Oct. 19, 2001
Volume XXXIV, No. 42


Of Note


UTHSC scientist receives prestigious Glenn Foundation Award for aging research

Portrait of Dr. Hornsby HORNSBY

It's the stuff you expect to see in a good sci-fi flick: A team of scientists takes a cluster of cells out of a petri dish, injects them into a human brain, and cures a patient of Alzheimer's disease. It's also the idea that earned Dr. Peter Hornsby, professor in the department of physiology, this years Glenn Foundation Award.

The prestigious award is given to scientists who have made significant research contributions to the biology of aging. Dr. Hornsby specializes in a process called cell transplantation.

"In the future, cells from a patient could be grown in a culture, age related defects could be corrected by appropriate genetic manipulation and after expansion of the population, the rejuvenated cells could be transplanted back into the patient," Dr. Hornsby said. "It is science now, but could become the conventional medicine of the 21st century."

While the idea may sound highly technical, it has practical applications. Cell transplantation has the same clinical objectives as organ and tissue transplantation: to replace diseased or damaged organs and tissues and to correct metabolic or hormonal defects.

"Our work on cell transplantation and aging can benefit people in two ways.

First, it enables us to better understand the aging process at the cellular level.
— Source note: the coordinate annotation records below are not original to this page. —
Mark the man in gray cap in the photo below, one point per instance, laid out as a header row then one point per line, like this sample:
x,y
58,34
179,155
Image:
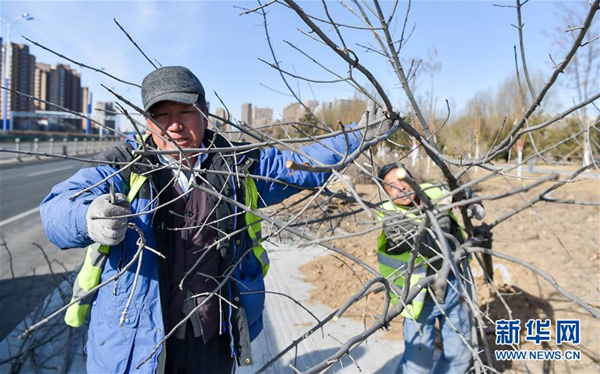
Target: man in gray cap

Second, in the future, cell transplantation will be an important therapy for a variety of age-related diseases," Dr. Hornsby said. "Better understanding of cellular aging will lead to new, rational approaches for the treatment of age-related diseases, whether those approaches involve cell transplantation or more conventional medical therapies."

Dr. Hornsby's colleagues, husband and wife team, Dr. Olivia Pereira-Smith and Dr. James R. Smith, nominated him for the award.

"Dr Hornsby is the only gerontologist who is able to culture adrenal cortical cells and use them for the study of replicative senescence," Dr. Pereira-Smith said. The Smith's won the first Glenn Foundation Award ever presented in 1994.

The Glenn Foundation Award carries a $2,500 cash prize, as well as an expense-paid trip to the Gerontological Society of America's annual scientific meeting, the oldest and largest meeting devoted to gerontological research. Dr. Hornsby will present his research at the November gathering.

Dr. Hornsby joined the Health Science Center on Sept. 1. He is one of the key investigators at the university's newly established Sam and Ann Barshop Center for Longevity and Aging Studies. His work is supported by grants from the National Institute on Aging and he is a recipient of an Ellison Medical Foundation Senior Scholarship Award.

Dr. Hornsby received his Ph.D. in cell biology in 1974 from the Institute of Cancer Research, part of the University of London. The UTHSC recruited the internationally renowned investigator from the distinguished Baylor College of Medicine in Houston last summer.